Assumed knowledge: Linear algebra and probability. Proficiency in Python. Basic knowledge of machine learning. 

Course description: This course focuses on building foundations and introducing recent advances in machine learning, and on developing skills for performing research to advance the state–of–the–art in machine learning. This course builds upon basic concepts in machine learning and additionally assumes familiarity with fundamental concepts in optimization and math. The course covers foundations and advanced topics in probability, statistical machine learning, supervised and unsupervised learning, deep neural networks, and optimization. Students will be engaged through coursework, assignments, and projects. 

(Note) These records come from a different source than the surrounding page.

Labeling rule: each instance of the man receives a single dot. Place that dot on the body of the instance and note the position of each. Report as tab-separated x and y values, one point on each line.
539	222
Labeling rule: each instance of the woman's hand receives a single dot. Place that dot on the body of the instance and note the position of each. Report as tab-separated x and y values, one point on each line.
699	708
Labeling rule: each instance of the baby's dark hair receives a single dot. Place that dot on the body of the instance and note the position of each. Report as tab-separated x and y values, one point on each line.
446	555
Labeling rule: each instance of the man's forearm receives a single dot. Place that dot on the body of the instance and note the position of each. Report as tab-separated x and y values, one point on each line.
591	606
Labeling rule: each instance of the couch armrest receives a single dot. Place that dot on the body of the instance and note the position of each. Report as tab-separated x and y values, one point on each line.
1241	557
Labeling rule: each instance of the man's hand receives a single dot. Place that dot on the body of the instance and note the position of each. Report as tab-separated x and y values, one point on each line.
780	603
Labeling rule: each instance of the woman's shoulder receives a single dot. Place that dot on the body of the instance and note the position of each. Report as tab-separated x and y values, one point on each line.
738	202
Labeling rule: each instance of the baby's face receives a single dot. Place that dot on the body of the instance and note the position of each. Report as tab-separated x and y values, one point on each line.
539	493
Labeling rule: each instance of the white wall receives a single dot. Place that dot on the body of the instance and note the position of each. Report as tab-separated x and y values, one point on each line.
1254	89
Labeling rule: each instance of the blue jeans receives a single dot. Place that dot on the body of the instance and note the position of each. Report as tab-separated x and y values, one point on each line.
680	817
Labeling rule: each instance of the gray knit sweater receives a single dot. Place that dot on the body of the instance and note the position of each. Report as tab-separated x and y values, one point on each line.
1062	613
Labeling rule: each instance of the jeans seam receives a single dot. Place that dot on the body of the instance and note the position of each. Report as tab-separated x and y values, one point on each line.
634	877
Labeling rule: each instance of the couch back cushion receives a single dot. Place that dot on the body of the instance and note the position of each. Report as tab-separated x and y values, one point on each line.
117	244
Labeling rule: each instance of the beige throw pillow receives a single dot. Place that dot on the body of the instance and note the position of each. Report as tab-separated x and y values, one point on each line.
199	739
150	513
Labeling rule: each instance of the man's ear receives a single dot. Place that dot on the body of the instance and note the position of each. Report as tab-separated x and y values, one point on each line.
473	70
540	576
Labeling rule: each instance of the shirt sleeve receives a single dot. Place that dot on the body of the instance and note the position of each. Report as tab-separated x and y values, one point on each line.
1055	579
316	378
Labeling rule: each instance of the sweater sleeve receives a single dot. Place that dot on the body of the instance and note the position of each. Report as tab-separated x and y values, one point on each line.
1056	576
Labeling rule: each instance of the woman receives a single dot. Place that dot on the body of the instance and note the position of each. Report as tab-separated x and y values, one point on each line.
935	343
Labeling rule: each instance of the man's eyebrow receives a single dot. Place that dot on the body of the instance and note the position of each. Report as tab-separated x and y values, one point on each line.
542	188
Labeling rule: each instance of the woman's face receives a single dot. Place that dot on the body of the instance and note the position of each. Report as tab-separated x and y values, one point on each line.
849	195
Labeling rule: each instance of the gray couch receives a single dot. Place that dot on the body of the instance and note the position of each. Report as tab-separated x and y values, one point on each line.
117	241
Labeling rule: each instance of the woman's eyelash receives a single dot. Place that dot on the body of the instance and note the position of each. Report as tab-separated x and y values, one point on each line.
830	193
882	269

Assumed knowledge: Students enrolling in this course should possess proficiency with high-school–level algebra and trigonometry, along with an introductory treatment of single-variable calculus (limits, basic differentiation, and elementary integration). Familiarity with manipulating simple vectors and matrices—as encountered in a first-year linear algebra or applied mathematics course—is beneficial but not strictly required; key concepts will be refreshed before deeper exploration. No prior coursework in probability or statistics is assumed.  

Course description: This seven-week course equips students with the essential mathematical tools required for modern artificial intelligence and machine learning study. Topics include single- and multivariate calculus (limits, derivatives, gradients, Jacobians, Hessians), linear algebra (vectors, matrices, eigenvalues, decompositions), and probability and statistics (discrete and continuous distributions, Bayes’ theorem, expectation, covariance, law of large numbers, central limit theorem, maximum-likelihood estimation). Emphasis is placed on conceptual understanding, geometric intuition, and hands-on problem solving that link theory to common AI algorithms such as optimization and probabilistic inference.